As best anyone could tell, the owner also was a forgiving soul. He did not seem at all concerned when now and then a guest checked out without advance notice, leaving her bills unpaid. That he often smelled vaguely of chemicals—that in fact the building as a whole often had a medicinal odor—bothered no one. He was, after all, a physician, and his building had a pharmacy on the ground floor.

Prendergast

P
ATRICK
P
RENDERGAST BELIEVED HIS APPOINTMENT
as corporation counsel was about to occur. He wanted to be ready and began making plans for how to staff his office once the appointment came through. On May 9, 1893, he got out another of his postcards and addressed it to a man named W. F. Cooling, in the
Staats-Zeitung
Building. Prendergast lectured Cooling on the fact that Jesus was the ultimate legal authority, then gave him the good news.

“I am candidate for corporation counsel,” he wrote. “If I become corporation counsel you shall be my assistant.”

Night Is the Magician

D
ESPITE ITS INCOMPLETE EXHIBITS,
rutted paths, and stretches of unplanted ground, the exposition revealed to its early visitors a vision of what a city could be and ought to be. The Black City to the north lay steeped in smoke and garbage, but here in the White City of the fair visitors found clean public bathrooms, pure water, an ambulance service, electric streetlights, and a sewage-processing system that yielded acres of manure for farmers. There was daycare for the children of visitors, and much fun was made of the fact that when you left your child at the Children’s Building, you received a claim check in return. Chicago’s small but vocal censorians feared that impoverished parents would turn the building into a depository for unwanted children. Only one child, poor Charlie Johnson, was ever thus abandoned, and not a single child was lost, although anxiety invested the closing moments of each day.
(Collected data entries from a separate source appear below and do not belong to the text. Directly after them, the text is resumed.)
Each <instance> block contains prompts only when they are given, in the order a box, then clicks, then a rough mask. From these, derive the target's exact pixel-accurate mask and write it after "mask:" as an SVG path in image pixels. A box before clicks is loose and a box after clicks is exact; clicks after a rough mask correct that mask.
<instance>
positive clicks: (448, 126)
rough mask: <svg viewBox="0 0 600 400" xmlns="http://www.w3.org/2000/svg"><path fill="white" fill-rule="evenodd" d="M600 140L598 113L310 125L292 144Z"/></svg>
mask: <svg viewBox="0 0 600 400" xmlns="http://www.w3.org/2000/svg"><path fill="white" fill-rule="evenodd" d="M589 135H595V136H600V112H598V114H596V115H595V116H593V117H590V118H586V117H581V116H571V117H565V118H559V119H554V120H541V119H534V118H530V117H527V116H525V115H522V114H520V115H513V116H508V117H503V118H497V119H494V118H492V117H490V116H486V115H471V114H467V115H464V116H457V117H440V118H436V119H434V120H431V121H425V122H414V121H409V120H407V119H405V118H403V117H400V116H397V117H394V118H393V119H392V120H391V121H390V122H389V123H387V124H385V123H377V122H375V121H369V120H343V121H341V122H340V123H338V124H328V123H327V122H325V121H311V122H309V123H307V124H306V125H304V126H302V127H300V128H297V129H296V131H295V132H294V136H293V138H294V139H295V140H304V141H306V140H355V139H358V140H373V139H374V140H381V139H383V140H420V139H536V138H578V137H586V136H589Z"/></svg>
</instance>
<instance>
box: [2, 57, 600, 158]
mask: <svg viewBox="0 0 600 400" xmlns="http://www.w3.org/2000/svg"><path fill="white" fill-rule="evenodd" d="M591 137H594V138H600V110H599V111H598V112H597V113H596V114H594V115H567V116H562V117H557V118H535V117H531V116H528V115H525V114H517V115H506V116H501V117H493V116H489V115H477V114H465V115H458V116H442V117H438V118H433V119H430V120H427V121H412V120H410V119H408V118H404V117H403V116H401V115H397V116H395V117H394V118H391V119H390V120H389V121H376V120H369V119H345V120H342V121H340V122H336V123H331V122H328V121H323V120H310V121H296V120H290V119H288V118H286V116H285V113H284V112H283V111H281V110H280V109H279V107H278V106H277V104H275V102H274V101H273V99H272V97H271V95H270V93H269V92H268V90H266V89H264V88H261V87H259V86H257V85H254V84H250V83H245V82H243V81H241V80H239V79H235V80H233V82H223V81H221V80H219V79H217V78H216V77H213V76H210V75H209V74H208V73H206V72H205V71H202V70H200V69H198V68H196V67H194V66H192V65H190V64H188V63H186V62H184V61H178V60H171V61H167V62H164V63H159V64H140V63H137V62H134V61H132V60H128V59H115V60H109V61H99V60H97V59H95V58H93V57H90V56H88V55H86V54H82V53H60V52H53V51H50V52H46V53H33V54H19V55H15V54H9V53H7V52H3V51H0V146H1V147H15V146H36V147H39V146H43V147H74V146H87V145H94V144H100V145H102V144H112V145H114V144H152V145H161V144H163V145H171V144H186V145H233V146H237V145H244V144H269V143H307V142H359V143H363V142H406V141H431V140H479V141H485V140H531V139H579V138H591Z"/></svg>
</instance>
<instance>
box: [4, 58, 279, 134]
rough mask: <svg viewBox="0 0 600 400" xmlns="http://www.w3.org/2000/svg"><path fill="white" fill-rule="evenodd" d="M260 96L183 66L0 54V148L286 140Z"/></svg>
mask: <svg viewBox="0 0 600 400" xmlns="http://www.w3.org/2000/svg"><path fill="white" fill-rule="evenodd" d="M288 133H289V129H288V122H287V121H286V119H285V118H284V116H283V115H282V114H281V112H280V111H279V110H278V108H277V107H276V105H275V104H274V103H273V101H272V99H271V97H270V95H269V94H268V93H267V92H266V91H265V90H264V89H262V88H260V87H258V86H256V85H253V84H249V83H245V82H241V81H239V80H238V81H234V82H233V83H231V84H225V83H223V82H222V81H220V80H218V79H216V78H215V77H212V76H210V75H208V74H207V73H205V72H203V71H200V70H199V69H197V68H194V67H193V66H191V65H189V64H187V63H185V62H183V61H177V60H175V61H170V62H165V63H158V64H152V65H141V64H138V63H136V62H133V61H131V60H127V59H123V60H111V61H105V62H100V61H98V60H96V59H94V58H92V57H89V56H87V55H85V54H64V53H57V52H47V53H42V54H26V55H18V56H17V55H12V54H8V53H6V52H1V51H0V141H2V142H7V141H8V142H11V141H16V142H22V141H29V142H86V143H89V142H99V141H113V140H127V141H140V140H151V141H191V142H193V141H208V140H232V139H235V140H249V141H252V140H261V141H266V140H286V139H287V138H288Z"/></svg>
Within the fair’s buildings visitors encountered devices and concepts new to them and to the world. They heard live music played by an orchestra in New York and transmitted to the fair by long-distance telephone. They saw the first moving pictures on Edison’s Kinetoscope, and they watched, stunned, as lightning chattered from Nikola Tesla’s body. They saw even more ungodly things—the first zipper; the first-ever all-electric kitchen, which included an automatic dishwasher; and a box purporting to contain everything a cook would need to make pancakes, under the brand name Aunt Jemima’s. They sampled a new, oddly flavored gum called Juicy Fruit, and caramel-coated popcorn called Cracker Jack. A new cereal, Shredded Wheat, seemed unlikely to succeed—“shredded doormat,” some called it—but a new beer did well, winning the exposition’s top beer award. Forever afterward, its brewer called it Pabst Blue Ribbon. Visitors also encountered the latest and arguably most important organizational invention of the century, the vertical file, created by Melvil Dewey, inventor of the Dewey Decimal System. Sprinkled among these exhibits were novelties of all kinds. A locomotive made of spooled silk. A suspension bridge built out of Kirk’s Soap. A giant map of the United States made of pickles. Prune makers sent along a full-scale knight on horseback sculpted out of prunes, and the Avery Salt Mines of Louisiana displayed a copy of the Statue of Liberty carved from a block of salt. Visitors dubbed it “Lot’s Wife.”